Jeff Jerebker, Sage, Co-Founder Live Oak Project
My former company, Piñon Management, conducted many Eden Alternative three-day training sessions for everyone on the nursing home team. CNAs were encouraged to attend and many did so.
Contemplating the challenges of being a CNA in a nursing home, one incident stands out for me. Evy Cugelman, a brilliant teacher leading one of these trainings, approached me to request I say a few words (hopefully inspirational) to the graduating class. I entered the room as a discussion was in progress. A CNA solicited an answer to her angst. “This has been enlightening, my eyes have been opened,” she began. “But tell me how do I return to my nursing home and apply it to my day to day job?”
I thought to myself what a cogent, fantastic question that I’m sure has been asked numerous times. I’m equally certain that Evy gave a comforting, empathic rejoinder.
Having no prepared words of wisdom and ruminating about the daunting challenges of being a change agent in a rigid entrenched system, an image appeared in my mind: Rosa Parks!
Rosa Parks, as most of us know, was the woman who refused to vacate her seat on the bus to a white person as required by law in the Jim Crow south. It was intentional, planned, and skillfully executed. To some it may have appeared as a token act of defiance, but it was a galvanizing moment for the then nascent civil rights movement that would, over decades, lead to profound change. One person, one thoughtful act, can make a huge impact even though it is not perceived in the moment of its happening.

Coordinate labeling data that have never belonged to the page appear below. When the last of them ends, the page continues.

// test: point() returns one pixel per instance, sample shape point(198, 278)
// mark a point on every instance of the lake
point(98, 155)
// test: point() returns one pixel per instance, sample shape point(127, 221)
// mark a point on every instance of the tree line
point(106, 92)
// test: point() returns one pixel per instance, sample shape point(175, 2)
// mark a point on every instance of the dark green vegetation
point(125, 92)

It is true that for many change is painful and may come on too fast and too strong. This could be off-putting and actually thwart progress. For others, change cannot come quick enough. Transforming nursing homes from an institution to a person-centered habitat, the CNA role is pivotal but how does one navigate uncertain waters?
The Rosa Parks story is instructive. She role modeled an action by refusing to give up her seat. It was non-violent; she was calm, respectful, and she created an energy for change. This is an example of dialectical conflict resolution skills: composure, patience, clarity of vision, humility, are virtues that have a potential to effectuate change. Simply by refusing to see residents as a mechanical chore, or as a diminished person with deficits, but instead as a full human, is analogous to Rosa Parks. Small acts, over time yield results.
There are many demands on a CNA, whose contributions and essentialness are under appreciated, wages and benefits under compensated, and their knowledge of the residents underappreciated. Why is this vital role so marginalized? This is the question of the hour, of the day, and of the future. The tragedy of the pandemic has shone a glaring light on the dysfunction of the current system. The problems are enormous and complex: everything from under reimbursement by Medicaid, to adversarial regulatory oversight that punishes for errors and rarely rewards success, to top heavy nursing home organizational structures that keep CNAs near the bottom of a hierarchical pyramid.
“The darkest hour is right before the dawn,” said many a prophet. Certainly, we are at that threshold now. The pandemic has blanketed out the light. The good news is that means the light will be arising soon.
The National Association of Health Care Assistants (NAHCA), led by its cofounder and CEO Lori Porter, is a passionate leader; a messenger, a torch bearer for the reemergence of the light. Check out the freshly developed National Institute for CNA Excellence (NICE) project and you will get a preview of the vision for enhancing and empowering CNAs! NICE not only instructs on the basics of CNA certification, but goes much further. For example, it offers conflict resolution skills and leadership training by experts in the field. This is crucial. In effect, NAHCA is opening the door for CNAs and future CNAs to be like Rosa Parks. A life affirming, self-confident professional doing exemplary service in this world.
The Live Oak Project, co-founded by Barry Barkan, Rose Marie Fagan, and me is committed to transforming long-term care in its “Call to Action” paper. More immediate for CNAs, Live Oak has proposed, along with NAHCA, a 30% increase in pay over three years funded by Medicaid. This proposal has received endorsements from a number of national organizations and we fervently desire to see it realized.
I hope to see you at the Pioneer Network Virtual Symposium on March 24, Envisioning the Future: Exploring Lessons Learned. Lori Porter and I will be doing Session 3: Valuing CNAs: It’s More Than Finding a Way to Get a Hot Pizza to the Night Shift! Oh yeah, much more!
This is awesome! The need for “proper” training has been there for years. Yes, it is vital that these caregivers are trained in the mechanics and processes but they also need to learn how to love, how to let go, and how to open themselves up when necessary. I applaud this!
Jeff, you continue to inspire me with your heart, compassion and wisdom and your ability to connect our struggle, which after all is indeed a struggle for human rights and social transformation, with the great movement for social change. We shall overcome. It is truly the hour before the dawn.